X_train, X_test, y_train, y_test = train_test_split(
    X, y, test_size=0.2, random_state=42, stratify=y
)

In [None]:
# Define Preprocessing Pipeline

# Separate numerical & categorical features:

numeric_features = X.select_dtypes(include=["int64", "float64"]).columns
categorical_features = X.select_dtypes(include=["object"]).columns

# Create transformers

numeric_transformer = Pipeline(steps=[
    ("scaler", StandardScaler())
])

categorical_transformer = Pipeline(steps=[
    ("encoder", OneHotEncoder(handle_unknown="ignore"))
])

preprocessor = ColumnTransformer(
    transformers=[
        ("num", numeric_transformer, numeric_features),
        ("cat", categorical_transformer, categorical_features)
    ]
)

In [None]:
# Logistic Regression Pipeline

logreg_pipeline = Pipeline(steps=[
    ("preprocessor", preprocessor),
    ("classifier", LogisticRegression(max_iter=1000))
])

In [None]:
# Hyperparameter Tuning (GridSearchCV)

param_grid = {
    "classifier__C": [0.01, 0.1, 1, 10],
    "classifier__penalty": ["l2"]
}

grid_logreg = GridSearchCV(
    logreg_pipeline,
    param_grid,
    cv=5,
    scoring="f1",
    n_jobs=-1
)

grid_logreg.fit(X_train, y_train)

In [None]:
# Evaluate Logistic Regression

best_logreg = grid_logreg.best_estimator_

y_pred = best_logreg.predict(X_test)

print("Best Parameters:", grid_logreg.best_params_)
print("Accuracy:", accuracy_score(y_test, y_pred))
print("F1 Score:", f1_score(y_test, y_pred))
print(classification_report(y_test, y_pred))

In [None]:
# Random Forest Pipeline

rf_pipeline = Pipeline(steps=[
    ("preprocessor", preprocessor),
    ("classifier", RandomForestClassifier(random_state=42))
])

In [None]:
# Hyperparameter Tuning (Random Forest)

param_grid_rf = {
    "classifier__n_estimators": [100, 200],
    "classifier__max_depth": [None, 10, 20],
    "classifier__min_samples_split": [2, 5]
}

grid_rf = GridSearchCV(
    rf_pipeline,
    param_grid_rf,
    cv=5,
    scoring="f1",
    n_jobs=-1
)

grid_rf.fit(X_train, y_train)

# Evaluate Random Forest

best_rf = grid_rf.best_estimator_

y_pred_rf = best_rf.predict(X_test)

print("Best Parameters:", grid_rf.best_params_)
print("Accuracy:", accuracy_score(y_test, y_pred_rf))
print("F1 Score:", f1_score(y_test, y_pred_rf))
print(classification_report(y_test, y_pred_rf))

In [None]:
# Select Best Model

if f1_score(y_test, y_pred_rf) > f1_score(y_test, y_pred):
    final_model = best_rf
    print("Random Forest selected.")
else:
    final_model = best_logreg
    print("Logistic Regression selected.")

# Export Final Pipeline

joblib.dump(final_model, "churn_pipeline.pkl")
print("Pipeline saved successfully.")

In [None]:
# Load & Use Saved Pipeline

loaded_model = joblib.load("churn_pipeline.pkl")

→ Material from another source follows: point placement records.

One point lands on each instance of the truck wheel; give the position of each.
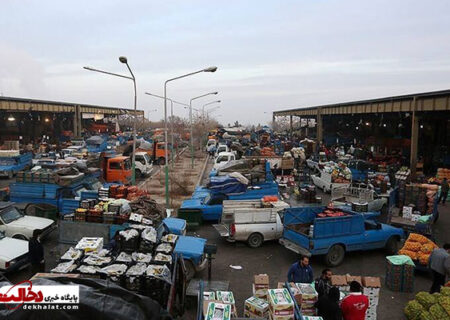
(335, 255)
(190, 269)
(138, 174)
(391, 246)
(255, 240)
(20, 237)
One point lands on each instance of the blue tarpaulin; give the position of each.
(226, 185)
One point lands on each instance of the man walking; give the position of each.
(301, 271)
(323, 283)
(444, 191)
(439, 264)
(355, 305)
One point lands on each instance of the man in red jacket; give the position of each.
(354, 305)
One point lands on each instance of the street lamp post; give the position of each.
(190, 119)
(166, 167)
(171, 112)
(124, 60)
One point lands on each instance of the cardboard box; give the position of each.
(218, 311)
(308, 292)
(280, 303)
(371, 282)
(225, 296)
(206, 304)
(261, 281)
(353, 278)
(259, 293)
(275, 317)
(371, 292)
(209, 295)
(338, 281)
(256, 306)
(295, 291)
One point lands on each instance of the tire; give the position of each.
(255, 240)
(391, 246)
(384, 210)
(20, 237)
(138, 174)
(190, 269)
(335, 255)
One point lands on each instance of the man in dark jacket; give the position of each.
(301, 271)
(36, 254)
(323, 283)
(328, 305)
(444, 191)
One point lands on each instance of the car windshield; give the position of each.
(206, 199)
(127, 164)
(10, 214)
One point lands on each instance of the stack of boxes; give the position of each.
(260, 286)
(309, 297)
(281, 305)
(256, 308)
(371, 289)
(219, 305)
(341, 283)
(399, 275)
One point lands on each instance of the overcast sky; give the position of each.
(270, 55)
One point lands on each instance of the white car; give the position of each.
(143, 164)
(17, 225)
(222, 159)
(13, 253)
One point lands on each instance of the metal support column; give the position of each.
(75, 122)
(290, 126)
(319, 126)
(414, 140)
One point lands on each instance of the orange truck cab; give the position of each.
(117, 169)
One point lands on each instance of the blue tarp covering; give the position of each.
(226, 185)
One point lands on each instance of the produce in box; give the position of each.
(413, 310)
(425, 299)
(438, 312)
(444, 301)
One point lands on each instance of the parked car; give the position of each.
(144, 165)
(308, 234)
(17, 225)
(13, 253)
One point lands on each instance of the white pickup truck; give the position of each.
(249, 221)
(323, 181)
(17, 225)
(359, 194)
(222, 159)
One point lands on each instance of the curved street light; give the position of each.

sample_prediction = loaded_model.predict(X_test.iloc[:5])
print(sample_prediction)

## Final Summary / Insights

Logistic Regression and Random Forest models were trained using a complete Scikit-learn Pipeline. Hyperparameter tuning improved performance using GridSearchCV. The final selected model was exported using joblib, making it reusable and production-ready. The use of Pipeline ensures consistent preprocessing and reduces risk of data leakage.